As we know that merge sort is a **Divide & Conquer Algorithm**, we can solve a larger subproblem by dividing the problem into subproblems recursively, and combining the solved smaller problem to solve the larger problem.

**Q)** How to divide the problem into subproblems?

- Similar to what we did in arrays, we will sort the first half of the linked list and the second half of the linked list separately.
- But, in arrays, getting the middle index to split the left & right ranges is easy, as we can randomly access any index in O(1) constant time.
- In the linked list, to get the middle node of the current range, we will have to do a traversal of the current range, as we cannot get direct access to the middle node.
- We know how to get the middle node of a linked list in one traversal using the
**concept of slow and fast pointers**, right?
- I am not going to explain how to find the middle node of the linked list in this article again.
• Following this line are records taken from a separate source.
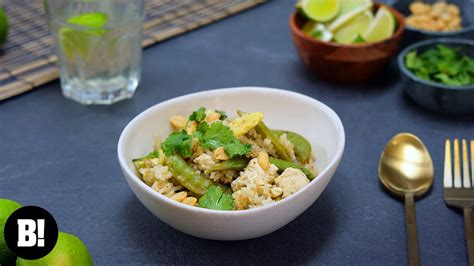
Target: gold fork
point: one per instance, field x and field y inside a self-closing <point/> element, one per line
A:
<point x="459" y="191"/>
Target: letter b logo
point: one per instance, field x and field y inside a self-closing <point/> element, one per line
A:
<point x="31" y="232"/>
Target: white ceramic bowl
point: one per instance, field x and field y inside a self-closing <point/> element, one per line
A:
<point x="283" y="110"/>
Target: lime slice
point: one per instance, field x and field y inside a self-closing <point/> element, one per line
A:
<point x="3" y="27"/>
<point x="91" y="20"/>
<point x="69" y="250"/>
<point x="79" y="41"/>
<point x="382" y="27"/>
<point x="317" y="31"/>
<point x="321" y="10"/>
<point x="349" y="9"/>
<point x="352" y="29"/>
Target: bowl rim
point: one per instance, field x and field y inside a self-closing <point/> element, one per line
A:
<point x="130" y="175"/>
<point x="441" y="34"/>
<point x="408" y="73"/>
<point x="400" y="20"/>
We will use the function mid() which we wrote earlier directly.

So, now we know how to find smaller subproblems. We will recursively call for the smaller subproblem, i.e. call mergeSort to sort the left part (from head to mid) and also call mergeSort to sort the right part (from mid->next to tail). On calling mergeSort recursively, we will get two new sorted lists.

**Q)** How to combine the results of smaller subproblems to solve the current larger problem, i.e. sort linked list from head to tail?

- We have two linked lists which are in sorted order separately. Now, we need to merge these sorted linked lists into a single linked list, which should be sorted as well.
- We know how to merge two sorted linked lists, right? I am not going to explain how to write the merge operation, which we wrote earlier.

**Q)** What should be the **base case** of the recursive merge sort function?

When we have only one node in the range, then this node is already sorted. Hence, we will create a new node with the same value and return this new node.

We are creating a new node, because we are required to make a new sorted list, and do not modify the original one.